“Çok uyumak kaçmaktır, uyuyamamaksa yakalanmak.”
Babam beni odama sürüklerken, annemin arkadan bağırışmaları duyulabilirdi. Kavga ediyorlardı.
Kavga.
Anlamını kavrayamadığım kelimelerden biri.
Kavganın kötü bir şey olduğunu söylediler hep. Yetişkinlerin ise çocuklarına örnek olmaları gerektiği. Ama şu an benim annem ve babam, kavga ediyor.
Babam beni odama atıp kapıyı yüzüme kapatmadan önce şu sözleri söyledi:
“Sabaha kadar odandan çıkma.”
Kapının ardından babamın uzaklaşan ayak seslerini duyuyordum. Kapıdan uzaklaşıp yatağıma yavaş ve sessiz adımlarla yürüdüm. Salondaki bağrışmalardan az önce çakan şimşeği bile duyamamıştım. Ne için tartışıyorlarsa ben böyle şeyleri öğrenmek için çok küçükmüşüm. Sekiz yaşındayım ben, en fazla ne olabilir?
Öğretmenimin anlattığı gibi yapsalar, konuşarak çözseler olmaz mıydı sanki? Ses yükseltmelerden hiç hoşlanmam. Korkarım.

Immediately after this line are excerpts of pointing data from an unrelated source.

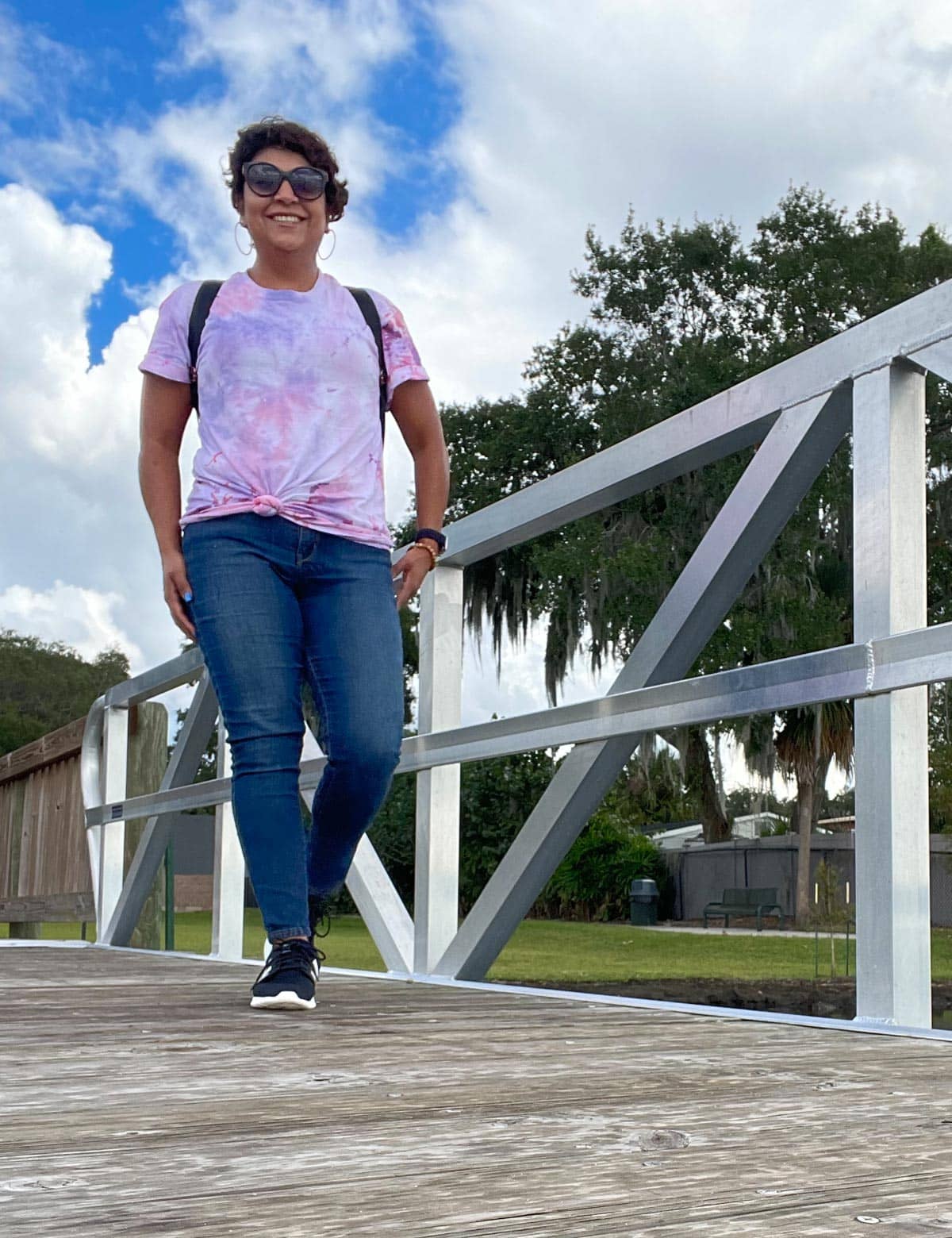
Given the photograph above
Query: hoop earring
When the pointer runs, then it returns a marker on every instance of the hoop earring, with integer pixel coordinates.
(333, 247)
(251, 244)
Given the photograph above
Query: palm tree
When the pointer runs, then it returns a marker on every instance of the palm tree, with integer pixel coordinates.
(808, 740)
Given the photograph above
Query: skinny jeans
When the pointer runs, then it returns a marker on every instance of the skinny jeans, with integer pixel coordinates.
(276, 605)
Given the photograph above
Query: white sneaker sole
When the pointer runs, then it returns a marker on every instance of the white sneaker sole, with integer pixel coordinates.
(285, 1001)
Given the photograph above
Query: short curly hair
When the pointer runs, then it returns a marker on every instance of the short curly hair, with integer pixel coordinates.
(290, 136)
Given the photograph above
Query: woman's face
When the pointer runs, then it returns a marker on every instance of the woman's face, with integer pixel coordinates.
(284, 222)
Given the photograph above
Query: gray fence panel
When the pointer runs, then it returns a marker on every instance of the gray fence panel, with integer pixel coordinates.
(704, 873)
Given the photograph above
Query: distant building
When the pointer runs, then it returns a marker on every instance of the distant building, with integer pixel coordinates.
(691, 833)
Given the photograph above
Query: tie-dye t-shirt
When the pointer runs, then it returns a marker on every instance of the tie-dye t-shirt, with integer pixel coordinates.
(289, 388)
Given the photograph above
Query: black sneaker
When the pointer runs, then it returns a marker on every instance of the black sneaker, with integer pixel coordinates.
(286, 982)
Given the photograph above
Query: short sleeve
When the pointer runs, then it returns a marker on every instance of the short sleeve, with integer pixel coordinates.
(169, 349)
(402, 360)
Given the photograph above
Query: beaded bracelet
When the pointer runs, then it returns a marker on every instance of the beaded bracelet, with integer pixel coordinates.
(430, 552)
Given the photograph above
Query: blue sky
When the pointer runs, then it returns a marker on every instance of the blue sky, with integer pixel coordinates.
(114, 63)
(481, 139)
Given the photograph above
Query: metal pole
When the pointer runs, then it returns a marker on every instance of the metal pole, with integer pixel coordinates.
(228, 886)
(112, 835)
(892, 731)
(436, 898)
(170, 897)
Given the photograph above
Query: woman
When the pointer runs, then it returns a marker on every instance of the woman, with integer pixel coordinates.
(282, 565)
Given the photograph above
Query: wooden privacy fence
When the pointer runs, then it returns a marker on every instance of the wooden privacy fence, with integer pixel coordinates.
(44, 855)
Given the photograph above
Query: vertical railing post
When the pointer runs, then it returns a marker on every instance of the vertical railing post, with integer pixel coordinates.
(228, 891)
(437, 791)
(110, 844)
(892, 731)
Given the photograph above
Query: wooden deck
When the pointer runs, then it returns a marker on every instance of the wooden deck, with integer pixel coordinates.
(141, 1096)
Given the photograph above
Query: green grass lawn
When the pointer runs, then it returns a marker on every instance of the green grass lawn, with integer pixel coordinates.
(552, 950)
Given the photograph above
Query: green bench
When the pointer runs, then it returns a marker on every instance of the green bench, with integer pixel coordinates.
(743, 902)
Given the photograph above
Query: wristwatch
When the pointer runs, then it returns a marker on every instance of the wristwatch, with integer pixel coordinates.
(431, 535)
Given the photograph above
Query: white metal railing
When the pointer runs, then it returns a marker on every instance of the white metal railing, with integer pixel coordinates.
(869, 379)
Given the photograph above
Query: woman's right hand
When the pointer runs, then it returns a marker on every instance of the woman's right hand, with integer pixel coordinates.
(177, 592)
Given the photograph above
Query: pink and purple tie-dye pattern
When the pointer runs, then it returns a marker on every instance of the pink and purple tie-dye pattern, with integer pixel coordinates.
(289, 390)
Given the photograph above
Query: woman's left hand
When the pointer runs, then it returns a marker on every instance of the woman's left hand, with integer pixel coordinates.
(413, 567)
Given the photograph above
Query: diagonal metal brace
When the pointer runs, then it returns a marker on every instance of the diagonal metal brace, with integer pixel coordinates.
(780, 475)
(182, 767)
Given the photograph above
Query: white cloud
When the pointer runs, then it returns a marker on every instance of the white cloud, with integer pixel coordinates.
(566, 117)
(328, 48)
(81, 618)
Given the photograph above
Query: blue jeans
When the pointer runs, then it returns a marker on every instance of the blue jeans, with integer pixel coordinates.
(275, 605)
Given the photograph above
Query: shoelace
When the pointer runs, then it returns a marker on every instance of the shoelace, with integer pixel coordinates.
(320, 917)
(289, 952)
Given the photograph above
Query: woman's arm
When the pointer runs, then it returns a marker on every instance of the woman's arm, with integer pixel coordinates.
(166, 406)
(416, 413)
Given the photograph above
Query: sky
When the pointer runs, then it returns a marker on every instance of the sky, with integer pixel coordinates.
(481, 139)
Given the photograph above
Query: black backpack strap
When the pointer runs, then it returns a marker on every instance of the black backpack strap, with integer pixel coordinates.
(202, 303)
(371, 318)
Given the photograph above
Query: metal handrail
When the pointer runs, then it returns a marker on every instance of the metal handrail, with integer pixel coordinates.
(847, 672)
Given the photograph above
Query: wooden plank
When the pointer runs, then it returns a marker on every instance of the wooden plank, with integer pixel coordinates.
(152, 1096)
(59, 744)
(40, 908)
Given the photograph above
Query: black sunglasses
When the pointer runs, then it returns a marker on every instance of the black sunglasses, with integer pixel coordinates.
(265, 179)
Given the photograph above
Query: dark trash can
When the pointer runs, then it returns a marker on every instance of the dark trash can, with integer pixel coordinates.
(643, 902)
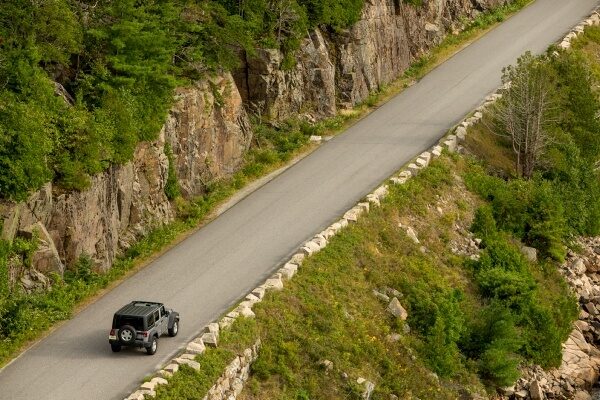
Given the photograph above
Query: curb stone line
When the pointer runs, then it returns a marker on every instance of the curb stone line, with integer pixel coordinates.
(232, 381)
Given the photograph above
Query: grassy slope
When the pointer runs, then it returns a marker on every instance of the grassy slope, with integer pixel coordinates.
(328, 311)
(38, 314)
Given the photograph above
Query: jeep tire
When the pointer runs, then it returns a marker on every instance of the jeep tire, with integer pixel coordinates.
(153, 346)
(127, 334)
(174, 329)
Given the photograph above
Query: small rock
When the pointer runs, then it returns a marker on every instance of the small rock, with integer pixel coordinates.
(381, 296)
(582, 395)
(210, 339)
(326, 364)
(191, 363)
(530, 253)
(591, 308)
(412, 235)
(393, 338)
(578, 266)
(172, 368)
(196, 347)
(521, 394)
(535, 391)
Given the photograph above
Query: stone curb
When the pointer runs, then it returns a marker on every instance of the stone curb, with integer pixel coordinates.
(231, 383)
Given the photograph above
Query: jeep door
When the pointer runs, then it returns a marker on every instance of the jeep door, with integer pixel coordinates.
(164, 322)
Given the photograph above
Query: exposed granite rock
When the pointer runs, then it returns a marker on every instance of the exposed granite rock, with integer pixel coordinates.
(580, 367)
(209, 132)
(340, 69)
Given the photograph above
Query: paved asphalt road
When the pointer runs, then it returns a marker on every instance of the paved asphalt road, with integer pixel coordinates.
(209, 271)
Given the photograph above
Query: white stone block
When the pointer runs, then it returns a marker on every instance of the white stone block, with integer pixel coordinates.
(196, 347)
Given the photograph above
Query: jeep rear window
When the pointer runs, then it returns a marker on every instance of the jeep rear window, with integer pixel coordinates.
(136, 322)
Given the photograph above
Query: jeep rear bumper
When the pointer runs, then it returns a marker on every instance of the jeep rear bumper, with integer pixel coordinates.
(136, 343)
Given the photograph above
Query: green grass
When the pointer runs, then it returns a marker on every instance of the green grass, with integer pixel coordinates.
(328, 311)
(189, 384)
(31, 316)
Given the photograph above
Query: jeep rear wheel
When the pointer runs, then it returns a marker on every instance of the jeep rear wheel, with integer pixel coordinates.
(127, 334)
(153, 346)
(174, 329)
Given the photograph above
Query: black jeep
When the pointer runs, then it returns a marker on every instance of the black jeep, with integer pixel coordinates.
(140, 324)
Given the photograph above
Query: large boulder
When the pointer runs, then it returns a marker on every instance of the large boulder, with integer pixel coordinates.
(46, 258)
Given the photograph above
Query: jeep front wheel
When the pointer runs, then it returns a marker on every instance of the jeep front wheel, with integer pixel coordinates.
(151, 349)
(174, 329)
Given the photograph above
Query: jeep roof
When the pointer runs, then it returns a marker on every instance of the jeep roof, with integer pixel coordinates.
(138, 308)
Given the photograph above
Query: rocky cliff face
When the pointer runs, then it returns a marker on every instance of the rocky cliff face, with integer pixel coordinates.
(339, 69)
(209, 132)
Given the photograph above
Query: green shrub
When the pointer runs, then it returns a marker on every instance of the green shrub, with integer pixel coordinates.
(484, 224)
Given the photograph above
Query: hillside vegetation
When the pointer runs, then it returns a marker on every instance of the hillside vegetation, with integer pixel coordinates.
(476, 312)
(82, 82)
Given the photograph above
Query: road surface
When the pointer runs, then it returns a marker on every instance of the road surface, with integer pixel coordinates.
(209, 271)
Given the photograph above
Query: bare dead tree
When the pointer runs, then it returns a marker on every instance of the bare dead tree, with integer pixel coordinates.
(526, 111)
(287, 16)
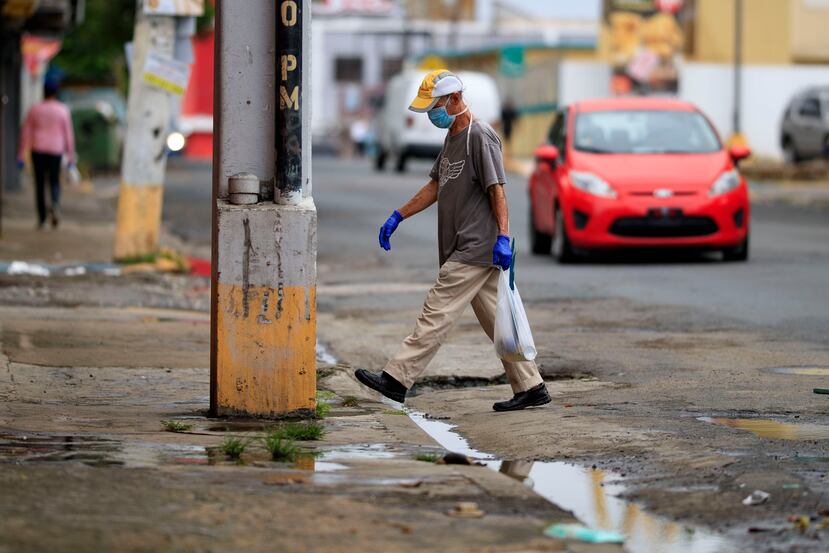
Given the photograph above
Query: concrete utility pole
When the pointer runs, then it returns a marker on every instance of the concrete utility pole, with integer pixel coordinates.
(145, 154)
(263, 304)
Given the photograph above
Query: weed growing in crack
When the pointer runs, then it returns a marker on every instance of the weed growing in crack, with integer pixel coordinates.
(303, 431)
(322, 409)
(427, 457)
(351, 401)
(233, 447)
(176, 426)
(280, 447)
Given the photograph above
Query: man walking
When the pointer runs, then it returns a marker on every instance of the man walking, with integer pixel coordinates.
(47, 130)
(467, 182)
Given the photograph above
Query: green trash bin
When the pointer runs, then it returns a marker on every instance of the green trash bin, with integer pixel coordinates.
(98, 136)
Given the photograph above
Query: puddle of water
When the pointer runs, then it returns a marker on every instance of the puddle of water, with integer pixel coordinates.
(774, 430)
(591, 495)
(803, 371)
(324, 466)
(357, 451)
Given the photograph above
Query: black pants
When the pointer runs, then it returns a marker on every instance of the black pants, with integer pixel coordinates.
(46, 166)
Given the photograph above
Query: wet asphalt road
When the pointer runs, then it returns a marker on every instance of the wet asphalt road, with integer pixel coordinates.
(783, 288)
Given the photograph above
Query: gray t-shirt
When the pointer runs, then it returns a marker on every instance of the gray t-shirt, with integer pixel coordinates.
(467, 227)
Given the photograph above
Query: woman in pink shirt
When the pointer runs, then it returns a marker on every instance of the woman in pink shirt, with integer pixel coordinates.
(47, 131)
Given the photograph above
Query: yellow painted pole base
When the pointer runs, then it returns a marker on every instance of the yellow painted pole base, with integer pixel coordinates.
(266, 360)
(138, 220)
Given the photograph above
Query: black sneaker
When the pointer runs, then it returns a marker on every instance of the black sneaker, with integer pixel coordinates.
(531, 398)
(383, 383)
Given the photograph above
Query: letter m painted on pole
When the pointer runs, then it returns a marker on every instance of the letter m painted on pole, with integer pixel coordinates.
(289, 101)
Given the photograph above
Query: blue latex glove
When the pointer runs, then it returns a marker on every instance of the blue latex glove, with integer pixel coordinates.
(502, 253)
(388, 228)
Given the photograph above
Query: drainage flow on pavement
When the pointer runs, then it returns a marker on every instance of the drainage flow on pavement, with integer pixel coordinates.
(590, 494)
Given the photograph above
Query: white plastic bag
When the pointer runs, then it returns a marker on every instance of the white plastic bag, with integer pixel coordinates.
(69, 174)
(513, 338)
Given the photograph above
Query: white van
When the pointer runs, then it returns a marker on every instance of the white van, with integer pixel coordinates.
(404, 134)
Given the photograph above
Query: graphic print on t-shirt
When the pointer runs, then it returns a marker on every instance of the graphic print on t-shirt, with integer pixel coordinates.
(449, 171)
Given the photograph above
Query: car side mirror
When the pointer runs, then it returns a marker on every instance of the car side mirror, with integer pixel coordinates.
(739, 153)
(547, 153)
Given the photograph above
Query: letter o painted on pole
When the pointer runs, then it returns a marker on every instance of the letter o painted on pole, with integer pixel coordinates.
(289, 13)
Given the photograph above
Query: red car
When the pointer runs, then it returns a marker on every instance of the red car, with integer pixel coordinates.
(637, 172)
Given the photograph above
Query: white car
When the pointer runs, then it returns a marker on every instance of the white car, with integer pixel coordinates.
(404, 134)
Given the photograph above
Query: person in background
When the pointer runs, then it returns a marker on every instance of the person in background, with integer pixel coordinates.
(508, 117)
(47, 132)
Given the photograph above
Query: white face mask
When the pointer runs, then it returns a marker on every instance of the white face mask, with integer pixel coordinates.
(441, 118)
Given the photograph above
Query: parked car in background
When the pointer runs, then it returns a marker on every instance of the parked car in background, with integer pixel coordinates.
(804, 130)
(403, 134)
(636, 172)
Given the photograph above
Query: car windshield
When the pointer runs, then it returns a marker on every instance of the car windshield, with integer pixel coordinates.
(644, 132)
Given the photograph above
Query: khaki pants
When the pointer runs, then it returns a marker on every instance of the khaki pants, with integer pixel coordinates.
(457, 286)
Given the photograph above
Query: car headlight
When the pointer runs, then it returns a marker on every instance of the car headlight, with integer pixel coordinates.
(175, 141)
(726, 182)
(592, 184)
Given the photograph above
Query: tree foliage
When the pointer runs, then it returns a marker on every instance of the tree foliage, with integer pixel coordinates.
(94, 51)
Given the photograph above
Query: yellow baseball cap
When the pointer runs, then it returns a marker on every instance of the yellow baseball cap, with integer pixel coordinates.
(435, 84)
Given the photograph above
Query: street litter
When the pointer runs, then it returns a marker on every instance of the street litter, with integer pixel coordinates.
(455, 459)
(756, 498)
(465, 509)
(513, 337)
(582, 533)
(23, 268)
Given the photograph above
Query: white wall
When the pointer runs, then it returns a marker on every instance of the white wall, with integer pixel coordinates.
(766, 92)
(582, 80)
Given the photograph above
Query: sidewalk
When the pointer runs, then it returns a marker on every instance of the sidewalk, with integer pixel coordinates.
(90, 366)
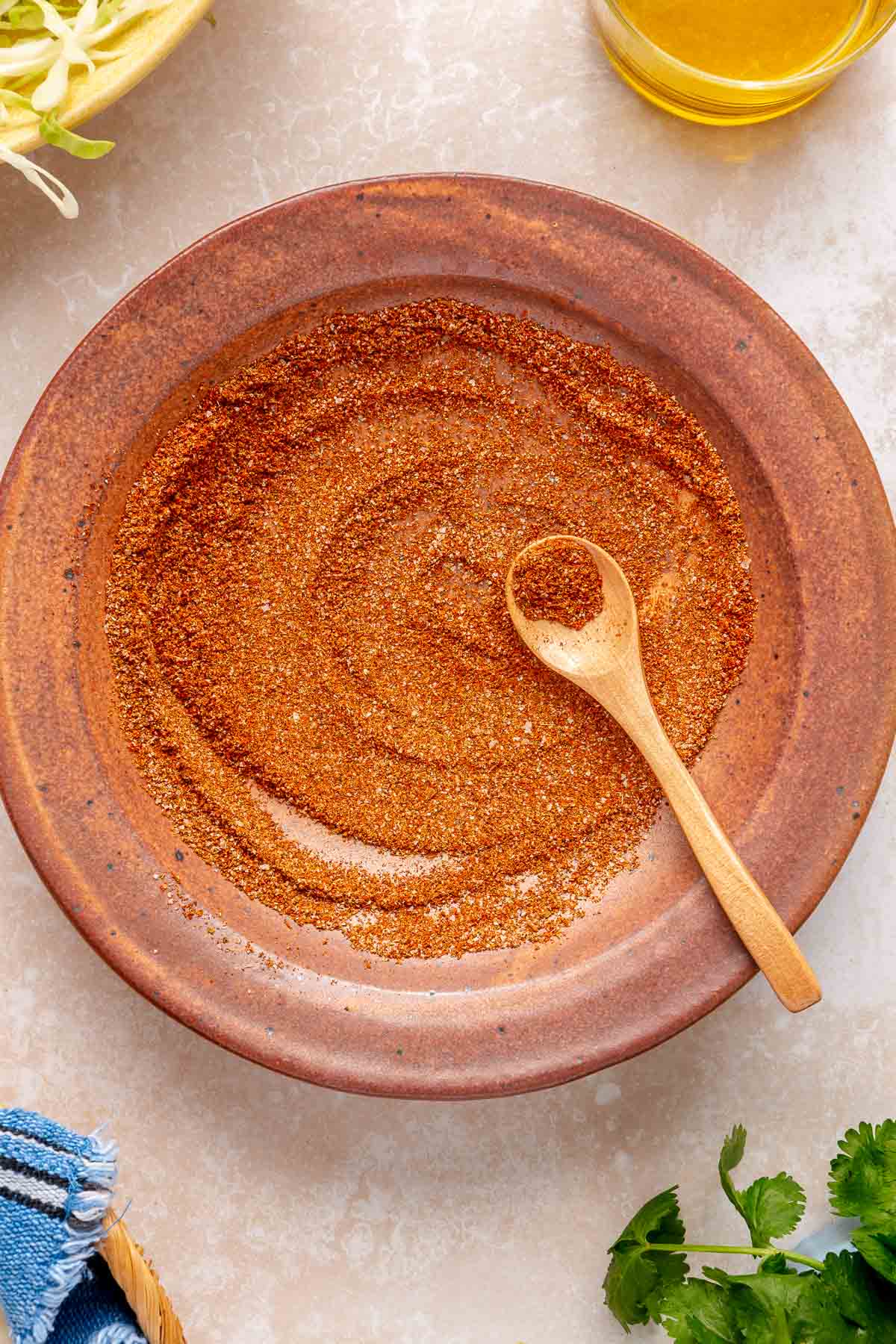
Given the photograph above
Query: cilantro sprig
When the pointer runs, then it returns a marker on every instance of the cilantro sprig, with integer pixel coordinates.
(788, 1298)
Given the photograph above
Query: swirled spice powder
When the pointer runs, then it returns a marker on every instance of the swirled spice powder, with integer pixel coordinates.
(559, 582)
(314, 665)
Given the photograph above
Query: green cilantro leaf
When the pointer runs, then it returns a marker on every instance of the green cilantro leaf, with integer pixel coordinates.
(697, 1312)
(780, 1307)
(862, 1297)
(771, 1206)
(877, 1248)
(862, 1176)
(640, 1278)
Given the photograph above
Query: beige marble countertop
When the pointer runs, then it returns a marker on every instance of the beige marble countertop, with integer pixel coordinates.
(277, 1211)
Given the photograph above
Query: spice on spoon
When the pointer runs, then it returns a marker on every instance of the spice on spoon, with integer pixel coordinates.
(559, 582)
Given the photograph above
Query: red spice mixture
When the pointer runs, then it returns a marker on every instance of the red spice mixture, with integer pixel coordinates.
(314, 665)
(559, 582)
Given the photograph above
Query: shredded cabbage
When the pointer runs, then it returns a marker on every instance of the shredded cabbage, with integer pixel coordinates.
(40, 43)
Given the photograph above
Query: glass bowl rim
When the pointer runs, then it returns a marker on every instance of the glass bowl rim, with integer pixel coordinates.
(798, 81)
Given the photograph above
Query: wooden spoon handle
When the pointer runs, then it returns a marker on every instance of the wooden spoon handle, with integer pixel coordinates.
(756, 921)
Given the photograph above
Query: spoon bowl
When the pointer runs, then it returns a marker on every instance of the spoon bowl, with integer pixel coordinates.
(603, 659)
(601, 647)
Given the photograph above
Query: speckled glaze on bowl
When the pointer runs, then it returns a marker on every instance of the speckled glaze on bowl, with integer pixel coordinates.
(791, 768)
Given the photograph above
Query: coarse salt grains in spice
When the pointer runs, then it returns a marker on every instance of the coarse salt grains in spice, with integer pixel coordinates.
(307, 620)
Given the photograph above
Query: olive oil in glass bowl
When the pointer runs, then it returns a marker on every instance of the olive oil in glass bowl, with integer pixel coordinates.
(738, 60)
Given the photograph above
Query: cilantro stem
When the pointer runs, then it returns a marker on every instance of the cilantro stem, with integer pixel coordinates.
(756, 1251)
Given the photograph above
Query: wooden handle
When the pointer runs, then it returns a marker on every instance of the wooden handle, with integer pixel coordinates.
(139, 1281)
(761, 927)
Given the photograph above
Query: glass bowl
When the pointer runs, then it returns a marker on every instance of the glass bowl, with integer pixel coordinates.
(700, 96)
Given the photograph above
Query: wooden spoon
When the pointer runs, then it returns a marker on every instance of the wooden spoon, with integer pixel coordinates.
(605, 660)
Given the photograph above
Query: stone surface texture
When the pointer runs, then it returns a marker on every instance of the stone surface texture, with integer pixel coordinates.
(277, 1211)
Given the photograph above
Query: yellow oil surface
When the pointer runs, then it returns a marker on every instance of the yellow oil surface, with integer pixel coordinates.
(748, 40)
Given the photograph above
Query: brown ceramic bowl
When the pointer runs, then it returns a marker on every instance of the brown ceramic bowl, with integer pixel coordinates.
(791, 768)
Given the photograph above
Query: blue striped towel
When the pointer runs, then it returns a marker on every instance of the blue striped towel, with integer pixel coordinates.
(54, 1191)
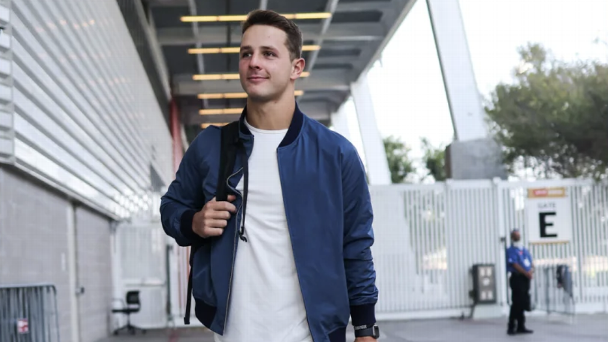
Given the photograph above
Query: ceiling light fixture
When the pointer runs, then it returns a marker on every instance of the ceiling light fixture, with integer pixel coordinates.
(216, 77)
(220, 111)
(220, 18)
(217, 96)
(204, 51)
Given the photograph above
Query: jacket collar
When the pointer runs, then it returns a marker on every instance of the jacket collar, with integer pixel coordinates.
(292, 133)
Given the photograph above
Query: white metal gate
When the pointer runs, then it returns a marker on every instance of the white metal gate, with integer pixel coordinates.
(429, 236)
(427, 239)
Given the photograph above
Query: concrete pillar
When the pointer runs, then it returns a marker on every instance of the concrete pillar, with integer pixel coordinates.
(377, 165)
(474, 155)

Yatağıma uzanırken düşündüm. Annem ve babam bir oyuncağı paylaşamadıkları için kavga eden iki çocuk gibiydi. Ve o oyuncak… ben mi oluyorum o zaman? Sanırım sadece uyumak istiyorum.
Tüm gece babamın dediği gibi yaptım. Yatağımdan kımıldamadım ve odamdan da çıkmadım. Gerçi bunu yapınca herhangi bir şey de olmadı… Yetişkinlerin her zaman bir bildiği vardır derler.
Uyumaya çalışırken bir şeyler düşünmeyi denedim.
Uyumak güzel, kendimi güvende hissettiriyor. Her zaman uyursam her zaman da kendimi güvende hissederim değil mi? Ailemin tartışmalarından kurtulmak için yeni bir yol buldum. Şimdi mutluyum.
Ailem her tartıştığında uyumaya karar verdim. Aslında evde her olduğumda uyumaya başladım. Arabayla okula gidip gelirken, okuldan eve gelince, akşam yemeğinden sonra… hatta bazen derslerde bile. Erken yatıp çok erken saatlerde kalkıyordum ama hala da uykum geliyordu.
Bir ara yine bir yerlere düşüncelere daldığımda kafama tak diye bir düşünce girdi.
“Ya hep uyuduğumda onları göremediğim için canavarlar beni yemeye kalkışırsa? Tabii, sadece annem ve babam yok ki.”
O gece uyumadım. Gözlerim sadece karanlığı görebiliyordu. Karanlıktan korkuyordum ama tehlike daha da korkunçtu. Bu sefer günlerce uyumadım. Her geçen gün dikkatim daha da dağılıyor ve bir şeyleri çabuk unutuyordum. Ne yapmalıydım bilemiyorum. Uyusam da güvende hissetmiyordum artık. Dikkatim dağınıkken bir canavar beni yerse…
Annemin ve babamın kavgalarını, canavarları, kavga denen kötü şeyi bilmeseydim şimdi bunları yaşar mıydım?
“Ne kadar az bilirsen o kadar iyi uyursun.”